1. we keep punting on discovery, this has an impact on security of where I send my credentials and token, can't see punting yet again here
2. OK, make this explicit in specification
3. if you have an auth_code you should be able to use it, agree not all will have it but some will
4. MAY seems a better choice
5. Make it explicit in the spec one way or the other, too vague now
6. How does one find the policy, as this has an impact on #7
7. There is a big difference here in enforcement, the client should not have to enforce this rule, the client may not know due to policy that revoking 1 token revokes other tokens thus the client would have to know the servers policy. This should be a SHOULD not MUST

-----Original Message-----
From: Justin Richer [mailto:jricher@mitre.org] 
Sent: Thursday, January 24, 2013 6:17 AM
To: Anthony Nadalin
Cc: oauth@ietf.org
Subject: Re: [OAUTH-WG] draft-ietf-oauth-revocation-04 Review

Not to jump in and answer for Torsten, but I thought I'd  offer at least my understanding of the document:

On 01/23/2013 06:54 PM, Anthony Nadalin wrote:
> 1.       Since not stated I assume that the Revocation Endpoint can exist on a different server from the Authorization server (or is it assumed that they are 1), if so how is the Revocation Endpoint found?
It could be separate if your architecture can support that. It gets found the same way other OAuth endpoints get found -- configuration documents, some kind of discovery mechanism, or magic. Which is to say, that's not currently OAuth's problem.

> 2.       Any token type that is supported can be revoked, including refresh token ?
That's the idea. We've implemented this on our OIDC server so that you can also revoke ID Tokens for session management purposes.

> 3.       Why does one have to send the token, can't this just be an auth_code ?
You don't always use an auth code to get a token (think implicit, client credentials, assertion, or resource owner credentials flows), and auth codes are supposed to be thrown away after use anyway.

> 4.       Says CORS SHOULD be supported, I think a MAY be better here since a site may have issues supporting CORS
If they have issues, which is to say "A good reason not to", then they don't have to support it. That's the semantics behind "SHOULD", and so it is fine here.

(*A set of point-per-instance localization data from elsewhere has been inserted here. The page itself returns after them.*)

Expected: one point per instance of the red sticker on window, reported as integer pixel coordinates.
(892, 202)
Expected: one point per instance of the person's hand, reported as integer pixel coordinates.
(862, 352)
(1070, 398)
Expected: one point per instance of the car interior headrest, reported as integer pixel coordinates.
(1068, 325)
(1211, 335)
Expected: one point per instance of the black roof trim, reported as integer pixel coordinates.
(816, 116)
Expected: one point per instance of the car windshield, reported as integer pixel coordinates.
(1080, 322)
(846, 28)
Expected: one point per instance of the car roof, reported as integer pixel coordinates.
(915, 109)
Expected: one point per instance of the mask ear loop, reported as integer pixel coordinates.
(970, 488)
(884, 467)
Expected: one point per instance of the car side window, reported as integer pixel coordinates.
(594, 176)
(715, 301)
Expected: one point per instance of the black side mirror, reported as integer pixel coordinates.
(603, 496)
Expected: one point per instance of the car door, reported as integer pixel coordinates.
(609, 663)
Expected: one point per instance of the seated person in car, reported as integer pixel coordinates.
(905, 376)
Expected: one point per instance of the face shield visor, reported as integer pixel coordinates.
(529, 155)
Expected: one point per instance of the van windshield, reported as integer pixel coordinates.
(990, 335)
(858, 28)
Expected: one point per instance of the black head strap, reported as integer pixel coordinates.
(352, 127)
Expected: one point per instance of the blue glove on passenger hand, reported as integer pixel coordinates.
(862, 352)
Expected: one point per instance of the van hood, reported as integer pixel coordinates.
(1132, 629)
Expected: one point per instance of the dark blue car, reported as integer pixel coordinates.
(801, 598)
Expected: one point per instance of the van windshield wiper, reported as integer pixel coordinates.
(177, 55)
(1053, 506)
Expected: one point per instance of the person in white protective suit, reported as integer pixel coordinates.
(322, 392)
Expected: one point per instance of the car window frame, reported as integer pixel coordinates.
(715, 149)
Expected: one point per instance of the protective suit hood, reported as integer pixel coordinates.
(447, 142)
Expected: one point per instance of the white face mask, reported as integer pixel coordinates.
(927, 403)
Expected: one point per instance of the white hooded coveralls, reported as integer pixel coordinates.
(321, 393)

> 5.       Does not say but is the revocation to be immediate upon the return of the request ?
This is implementation dependent. Large scale distributed implementations could have trouble making this "immediate", but small systems are more likely to be quick. From the client's perspective, if they get back a success response, they shouldn't count on that token being good anymore (see section 2 note about client behavior).

> 6.       Does the revocation of the access token also revoke the refresh token (if it was provided) ? Or is this a revocation policy decision ?
That's a policy decision.

> 7.       Section 2 says "the client MUST NOT use this token again", well that seems odd, not sure this should be here as the client could try to use it gain, there is no need to put support in client to prevent this.
Why would a client want to use a token that they just revoked? This is prescribing the desired correct behavior to a client so that client developers will do the right thing when they implement it. Isn't that the point of the spec?